Children’s hospitals across Canada are seeing an unusual surge in sick children needing medical attention for a variety of viruses and experts fear the problem will become more severe as COVID-19 cases rise and influenza season begins.
Some hospitals are reporting an alarming rise in pediatric hospital admissions for respiratory syncytial virus (RSV), a common illness that can lead to severe outcomes in a small percentage of those infected.
“This is an early surge,” Chuck Hui, chief of infectious disease, immunology and allergy at CHEO, a major pediatric hospital and research centre in Ottawa, said in a press briefing on Wednesday. “We’re seeing a significant number, increased number of RSV cases and also significant increase in RSV hospitalizations.”
The most recent respiratory virus report from the Public Health Agency of Canada confirms that RSV rates this year are above expected levels.
So far this month, CHEO has admitted 10 times the average number of patients for RSV it was seeing before the pandemic. The surge is adding to serious capacity problems, fuelling concern about how it and other health facilities will be able to meet the needs of pediatric patients this cold and flu season.
CHEO was operating at 134-per-cent capacity for inpatients as of Tuesday while the intensive care unit was at 129 per cent. The emergency department had 254 visits on Tuesday, despite the fact it was designed to see 150 patients a day.
“We are dealing now here at CHEO and at children’s hospitals across the country with an unprecedented surge in demand,” Alex Munter, president and CEO of CHEO, said during the briefing. “CHEO nor any of our organizations were built for this kind of demand.”

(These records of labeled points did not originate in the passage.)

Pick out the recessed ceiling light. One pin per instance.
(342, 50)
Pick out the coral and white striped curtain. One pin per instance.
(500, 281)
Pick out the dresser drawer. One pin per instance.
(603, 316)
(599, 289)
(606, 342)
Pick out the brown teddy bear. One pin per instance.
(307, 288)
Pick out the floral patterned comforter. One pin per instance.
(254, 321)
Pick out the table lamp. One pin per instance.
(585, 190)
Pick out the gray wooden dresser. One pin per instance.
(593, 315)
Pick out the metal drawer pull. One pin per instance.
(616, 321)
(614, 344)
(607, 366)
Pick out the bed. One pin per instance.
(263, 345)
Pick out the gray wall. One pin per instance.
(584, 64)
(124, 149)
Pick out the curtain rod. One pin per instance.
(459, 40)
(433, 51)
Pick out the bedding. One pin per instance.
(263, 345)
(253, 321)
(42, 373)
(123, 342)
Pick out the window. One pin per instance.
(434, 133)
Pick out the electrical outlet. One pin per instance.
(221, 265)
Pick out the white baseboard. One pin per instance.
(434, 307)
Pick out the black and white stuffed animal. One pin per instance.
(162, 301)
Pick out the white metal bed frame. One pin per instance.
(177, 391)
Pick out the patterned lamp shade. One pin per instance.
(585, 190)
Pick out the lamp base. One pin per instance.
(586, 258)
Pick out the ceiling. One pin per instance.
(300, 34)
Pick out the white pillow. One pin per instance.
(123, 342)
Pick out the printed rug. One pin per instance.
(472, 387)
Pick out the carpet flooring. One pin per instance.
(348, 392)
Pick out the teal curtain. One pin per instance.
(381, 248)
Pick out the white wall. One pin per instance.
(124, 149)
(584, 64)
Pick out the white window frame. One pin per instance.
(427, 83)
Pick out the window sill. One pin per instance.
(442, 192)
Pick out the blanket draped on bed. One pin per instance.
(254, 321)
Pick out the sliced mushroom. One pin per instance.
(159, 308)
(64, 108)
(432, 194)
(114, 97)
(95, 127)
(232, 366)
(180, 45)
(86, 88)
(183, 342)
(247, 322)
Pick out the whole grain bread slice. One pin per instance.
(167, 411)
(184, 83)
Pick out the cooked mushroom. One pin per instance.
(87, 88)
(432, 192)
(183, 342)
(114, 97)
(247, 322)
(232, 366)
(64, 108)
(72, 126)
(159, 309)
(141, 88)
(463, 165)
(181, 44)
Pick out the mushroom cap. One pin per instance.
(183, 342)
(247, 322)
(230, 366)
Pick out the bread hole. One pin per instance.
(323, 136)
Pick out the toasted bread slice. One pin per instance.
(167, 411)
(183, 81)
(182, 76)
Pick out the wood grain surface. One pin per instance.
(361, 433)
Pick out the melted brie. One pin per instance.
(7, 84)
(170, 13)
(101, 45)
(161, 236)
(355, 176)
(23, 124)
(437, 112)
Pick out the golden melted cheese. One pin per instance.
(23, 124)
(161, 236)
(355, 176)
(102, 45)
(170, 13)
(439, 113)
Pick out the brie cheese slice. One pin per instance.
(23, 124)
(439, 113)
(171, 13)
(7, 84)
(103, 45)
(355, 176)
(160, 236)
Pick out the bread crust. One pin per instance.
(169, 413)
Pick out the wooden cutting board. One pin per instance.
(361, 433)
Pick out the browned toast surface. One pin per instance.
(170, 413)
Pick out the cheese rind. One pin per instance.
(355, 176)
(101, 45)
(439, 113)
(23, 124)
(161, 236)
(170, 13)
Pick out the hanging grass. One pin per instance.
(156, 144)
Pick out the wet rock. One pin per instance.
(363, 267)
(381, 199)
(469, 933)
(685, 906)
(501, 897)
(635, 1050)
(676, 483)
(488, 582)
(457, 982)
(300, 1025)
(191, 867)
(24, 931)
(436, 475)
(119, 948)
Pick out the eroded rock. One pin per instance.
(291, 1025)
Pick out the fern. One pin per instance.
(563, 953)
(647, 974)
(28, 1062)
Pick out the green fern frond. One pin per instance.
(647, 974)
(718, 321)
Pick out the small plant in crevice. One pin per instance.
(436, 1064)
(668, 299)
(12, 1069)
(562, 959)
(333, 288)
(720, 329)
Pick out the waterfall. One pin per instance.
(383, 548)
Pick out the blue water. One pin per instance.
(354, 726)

The period from May to September has been the busiest in CHEO’s nearly 50-year history, Mr. Munter said.
He said a lack of beds and staff has forced the hospital to cancel a handful of planned operations in recent days, including heart, brain and spine surgery. Postponed and cancelled surgeries are a major problem at pediatric facilities across Canada, with more than half of children and adolescents waiting beyond the recommended window for surgical procedures.
At McMaster Children’s Hospital in Hamilton, fewer than 10 children have RSV, but the emergency department is seeing “an unusually high seasonal surge in viral illnesses,” president Bruce Squires said in a statement.
Hospital officials are concerned about capacity in the months ahead and worry that the extreme pressure on health care staff “will not be sustainable if we see a major spike in illness,” Mr. Squires said in the statement.
Joan Robinson, a pediatric infectious disease physician at the Stollery Children’s Hospital in Edmonton, said all of these trends could make for a very challenging fall and winter.
“If we get flu, RSV and COVID admissions all at the same time, we could end up with really busy emergency departments and maybe not as much pediatric beds,” Dr. Robinson said.
According to CHEO, the increase in hospital admissions from RSV is likely because a cohort of children who had not previously had much exposure is now being introduced to this (and other viruses) all at once. And higher viral loads tend to lead to more severe cases. Since so many are infected, it could increase the chance that a child catches it from a few others, exposing them to a higher viral load.
Dr. Robinson said most parents don’t need to be overly alarmed about RSV this season. It’s a common virus that tends to infect all children by the time they turn 2. The most severe outcomes are typically seen in a small number of children during their first encounter with the virus, she said. About 70 per cent of children under age 2 will have cold-like symptoms when infected with RSV, but about 30 per cent will develop bronchiolitis. Of those, about 1 or 2 per cent will require hospital admission, Dr. Robinson said.
Melissa Langevin, associate medical director of emergency medicine at CHEO, said there are some key signs parents and caregivers need to watch for and seek medical attention if they appear:
- pauses in breathing and/or fever in a child under 2 months
- signs of difficulty breathing, including pulling in at the ribcage or neck.
- a significant reduction in fluid intake
- unusual sleepiness in a child without a fever
Parents should use nasal aspirators or “snot suckers” in children under 6 months to clear their noses and help them breathe, Dr. Langevin said. RSV tends to last for about a week and peaks on days four and five, she said, and is often accompanied by a cough. Children under age 6 should not take over-the-counter cough and cold medicine.